The judgment of the trial court is affirmed.

Phylis J. Speedlin , Justice

Do Not Publish

1. Calderon was arrested and later charged with possession of the marihuana found in the Suburban.

2. Section 2 of Article 38.22 states that "[n]o written statement made by an accused as a result of custodial interrogation is admissible as evidence against him in any criminal proceeding unless it is shown on the face of the statement that: (a) the accused, prior to making the statement, . . . [received certain specifically listed warnings] and (b) the accused, prior to and during the making of the statement, knowingly, intelligently, and voluntarily waived the rights set out in the warning[s]" set forth in subsection (a). Tex. Code Crim. Proc. Ann. art. 38.22(2).

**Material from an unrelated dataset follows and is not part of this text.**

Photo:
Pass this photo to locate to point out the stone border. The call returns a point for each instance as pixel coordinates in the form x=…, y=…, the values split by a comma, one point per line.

3. Section 5 states that "[n]othing in this article precludes the admission of a statement made by the accused in open court at his trial, before a grand jury, or at an examining trial . . . or of a statement that is the res gestae of the arrest or of the offense, or of a statement that does not stem from custodial interrogation, or of a voluntary statement, whether or not the result of custodial interrogation, that has a bearing upon the credibility of the accused as a witness, or of any other statement that may be admissible under law." Tex. Code Crim. Proc. Ann. art. 38.22(5) (emphasis added).